Disney Channel to Air First Gay Storyline on Season Premiere of 'Andi Mack'
By Jennifer Drysdale
Disney Channel is preparing to air its first gay storyline.
Andi Mack's second season premiere will feature one of the show's main characters, Cyrus (Joshua Rush), beginning to realize he has feelings for a male classmate.
The episode, which airs on Friday, shows Andi (Peyton Elizabeth Lee) sorting out her feelings for her classmate Jonah (Asher Angel), while Cyrus realizes that he, too, has feelings for Jonah. Cyrus confides in his and Andi's best friend, Buffy (Sofia Wylie), as he struggles to determine how to tell his new girlfriend. Buffy's reaction is intended to serve as a positive example for both children and adults.
"Andi Mack is a story about tweens figuring out who they are; [creator] Terri Minsky, the cast and everyone involved in the show takes great care in ensuring that it's appropriate for all audiences and sends a powerful message about inclusion and respect for humanity," a Disney Channel spokesperson said in a statement to The Hollywood Reporter.
While gay characters have previously appeared on Disney Channel on shows like Good Luck Charlie and Doc McStuffins, the storyline of a young character realizing that he or she is gay is a first for the network.
Disney Channel and Minsky both worked with child development experts in formulating the premiere's arc. The episode was also pre-screened for several organizations, like Common Sense Media, GLAAD and PFLAG.
"With more and more young people coming out as LGBTQ, Andi Mack is reflecting the lives and lived experiences of so many LGBTQ youth around the country," GLAAD president and CEO Sarah Kate Ellis told THR. "Television reflects the real-life world, and today that includes LGBTQ youth who deserve to see their lives depicted on their favorite shows. Disney has been a leader in LGBTQ inclusion, and there are so many young people who will be excited to see Cyrus' story unfold."

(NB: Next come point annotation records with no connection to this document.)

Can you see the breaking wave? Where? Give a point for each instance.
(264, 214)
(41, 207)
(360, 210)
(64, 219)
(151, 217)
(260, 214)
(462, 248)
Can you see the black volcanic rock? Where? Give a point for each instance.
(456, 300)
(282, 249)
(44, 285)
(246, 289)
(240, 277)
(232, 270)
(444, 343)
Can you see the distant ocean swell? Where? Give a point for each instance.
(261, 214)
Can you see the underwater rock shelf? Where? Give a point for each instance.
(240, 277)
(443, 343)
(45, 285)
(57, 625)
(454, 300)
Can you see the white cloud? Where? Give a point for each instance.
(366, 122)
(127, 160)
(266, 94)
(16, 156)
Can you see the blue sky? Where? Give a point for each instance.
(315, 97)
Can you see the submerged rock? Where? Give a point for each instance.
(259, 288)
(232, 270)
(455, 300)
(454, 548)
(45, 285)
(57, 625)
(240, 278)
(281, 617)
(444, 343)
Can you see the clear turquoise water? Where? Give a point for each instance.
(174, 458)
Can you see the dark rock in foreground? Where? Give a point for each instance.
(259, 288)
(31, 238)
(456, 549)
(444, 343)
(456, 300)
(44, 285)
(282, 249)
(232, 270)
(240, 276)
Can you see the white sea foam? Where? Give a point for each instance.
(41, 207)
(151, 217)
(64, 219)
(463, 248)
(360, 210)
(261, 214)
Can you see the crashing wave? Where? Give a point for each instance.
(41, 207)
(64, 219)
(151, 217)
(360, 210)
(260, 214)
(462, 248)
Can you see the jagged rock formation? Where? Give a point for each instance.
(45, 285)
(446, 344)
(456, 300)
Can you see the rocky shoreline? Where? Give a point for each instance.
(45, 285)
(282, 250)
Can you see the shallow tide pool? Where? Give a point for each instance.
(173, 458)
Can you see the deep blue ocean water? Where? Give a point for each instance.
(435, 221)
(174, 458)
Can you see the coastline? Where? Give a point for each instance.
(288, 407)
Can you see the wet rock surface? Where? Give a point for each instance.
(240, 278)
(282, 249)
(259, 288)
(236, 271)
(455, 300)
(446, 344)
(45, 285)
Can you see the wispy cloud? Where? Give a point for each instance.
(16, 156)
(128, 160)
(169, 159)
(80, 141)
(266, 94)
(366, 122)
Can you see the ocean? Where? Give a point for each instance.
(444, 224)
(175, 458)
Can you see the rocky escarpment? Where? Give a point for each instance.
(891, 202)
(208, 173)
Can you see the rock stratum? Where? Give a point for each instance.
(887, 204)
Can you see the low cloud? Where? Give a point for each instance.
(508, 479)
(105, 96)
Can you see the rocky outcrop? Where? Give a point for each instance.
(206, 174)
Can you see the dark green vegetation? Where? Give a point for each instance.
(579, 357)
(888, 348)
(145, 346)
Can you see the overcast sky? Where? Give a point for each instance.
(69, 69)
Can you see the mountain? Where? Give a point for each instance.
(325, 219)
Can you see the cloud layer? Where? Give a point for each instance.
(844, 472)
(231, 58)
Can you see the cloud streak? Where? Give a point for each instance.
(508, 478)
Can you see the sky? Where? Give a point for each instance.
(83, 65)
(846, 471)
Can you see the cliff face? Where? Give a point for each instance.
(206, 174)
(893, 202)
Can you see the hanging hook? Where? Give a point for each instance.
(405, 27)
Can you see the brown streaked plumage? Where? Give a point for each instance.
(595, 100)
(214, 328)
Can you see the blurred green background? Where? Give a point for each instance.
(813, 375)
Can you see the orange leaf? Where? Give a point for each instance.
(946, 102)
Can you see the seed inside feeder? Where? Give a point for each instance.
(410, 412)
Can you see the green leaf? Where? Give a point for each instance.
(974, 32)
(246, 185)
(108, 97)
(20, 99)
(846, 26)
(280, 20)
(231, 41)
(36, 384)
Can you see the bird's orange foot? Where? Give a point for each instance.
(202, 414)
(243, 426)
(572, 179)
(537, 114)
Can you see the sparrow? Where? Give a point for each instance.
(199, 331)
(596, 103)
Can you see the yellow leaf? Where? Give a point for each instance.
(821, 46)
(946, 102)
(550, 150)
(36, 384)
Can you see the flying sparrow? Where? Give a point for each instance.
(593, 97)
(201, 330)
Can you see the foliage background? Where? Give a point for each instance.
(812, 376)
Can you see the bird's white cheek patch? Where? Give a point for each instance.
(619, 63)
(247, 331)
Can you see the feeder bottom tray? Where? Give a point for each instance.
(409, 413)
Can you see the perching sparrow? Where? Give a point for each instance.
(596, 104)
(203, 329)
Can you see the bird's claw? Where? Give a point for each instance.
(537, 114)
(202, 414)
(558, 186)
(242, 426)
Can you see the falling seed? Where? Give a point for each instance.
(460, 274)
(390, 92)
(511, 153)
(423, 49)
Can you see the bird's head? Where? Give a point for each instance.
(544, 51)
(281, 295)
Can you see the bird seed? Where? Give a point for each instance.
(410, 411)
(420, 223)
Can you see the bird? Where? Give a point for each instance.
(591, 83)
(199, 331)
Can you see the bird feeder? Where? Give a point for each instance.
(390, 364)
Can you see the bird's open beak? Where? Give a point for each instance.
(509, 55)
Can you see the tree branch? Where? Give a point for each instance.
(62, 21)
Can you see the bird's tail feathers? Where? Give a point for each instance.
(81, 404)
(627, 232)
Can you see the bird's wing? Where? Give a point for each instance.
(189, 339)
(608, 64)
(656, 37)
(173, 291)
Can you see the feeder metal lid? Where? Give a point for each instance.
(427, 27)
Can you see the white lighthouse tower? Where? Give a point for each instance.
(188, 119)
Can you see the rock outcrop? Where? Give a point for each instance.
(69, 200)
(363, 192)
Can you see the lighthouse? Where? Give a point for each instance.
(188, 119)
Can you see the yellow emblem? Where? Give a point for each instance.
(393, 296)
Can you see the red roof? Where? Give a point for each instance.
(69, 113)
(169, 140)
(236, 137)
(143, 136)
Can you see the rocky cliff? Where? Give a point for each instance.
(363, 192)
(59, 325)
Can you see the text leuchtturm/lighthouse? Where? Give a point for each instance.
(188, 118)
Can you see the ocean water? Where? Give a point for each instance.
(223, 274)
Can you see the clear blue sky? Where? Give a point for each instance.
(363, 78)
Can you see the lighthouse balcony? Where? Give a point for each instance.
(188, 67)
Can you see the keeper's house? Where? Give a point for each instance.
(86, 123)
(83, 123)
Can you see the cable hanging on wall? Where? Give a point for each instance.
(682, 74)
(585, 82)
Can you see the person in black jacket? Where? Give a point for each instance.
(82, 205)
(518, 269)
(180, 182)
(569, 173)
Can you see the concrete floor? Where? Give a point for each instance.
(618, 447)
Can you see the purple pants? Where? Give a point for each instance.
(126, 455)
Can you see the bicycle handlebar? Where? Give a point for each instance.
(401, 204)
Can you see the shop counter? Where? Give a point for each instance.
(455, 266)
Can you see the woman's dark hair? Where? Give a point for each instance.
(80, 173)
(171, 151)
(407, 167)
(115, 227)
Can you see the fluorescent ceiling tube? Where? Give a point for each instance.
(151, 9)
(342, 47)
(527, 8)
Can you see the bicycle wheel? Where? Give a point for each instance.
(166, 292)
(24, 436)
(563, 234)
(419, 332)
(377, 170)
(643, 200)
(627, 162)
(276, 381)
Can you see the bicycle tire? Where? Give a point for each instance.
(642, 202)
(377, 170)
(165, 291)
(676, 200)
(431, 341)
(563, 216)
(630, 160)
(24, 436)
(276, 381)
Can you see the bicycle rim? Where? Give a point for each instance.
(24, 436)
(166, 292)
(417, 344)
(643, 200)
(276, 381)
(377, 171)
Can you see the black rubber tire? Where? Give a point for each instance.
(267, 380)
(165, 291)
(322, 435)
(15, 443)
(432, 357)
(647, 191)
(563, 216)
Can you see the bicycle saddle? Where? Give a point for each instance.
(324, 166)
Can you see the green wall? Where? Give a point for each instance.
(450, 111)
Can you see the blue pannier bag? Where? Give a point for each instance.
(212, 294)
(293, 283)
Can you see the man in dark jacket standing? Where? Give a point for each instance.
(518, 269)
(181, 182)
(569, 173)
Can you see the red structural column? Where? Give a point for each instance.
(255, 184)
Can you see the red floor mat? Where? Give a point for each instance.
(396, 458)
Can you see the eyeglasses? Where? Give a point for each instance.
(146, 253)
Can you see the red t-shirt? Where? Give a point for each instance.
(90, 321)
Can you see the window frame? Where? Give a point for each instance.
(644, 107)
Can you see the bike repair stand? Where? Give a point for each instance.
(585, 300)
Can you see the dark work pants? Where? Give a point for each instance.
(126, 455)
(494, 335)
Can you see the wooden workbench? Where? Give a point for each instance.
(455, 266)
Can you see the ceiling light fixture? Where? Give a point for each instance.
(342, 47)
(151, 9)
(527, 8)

"Sharing one's innermost self can be challenging, and to do so as an adolescent can be particularly so, especially when in the midst of figuring it out for yourself. Coming out requires honest self-reflection, no small amount of bravery and a safe place with at least one trusted person -- a friend, a parent, a teacher -- who can hold your confidence ... and your heart," added PFLAG executive director Dr. Jaime M. Grant. "Andi Mack's creative team captures this moment of revelation with such thought, care and authenticity; it will be a memory moment for some, and a teachable moment for many."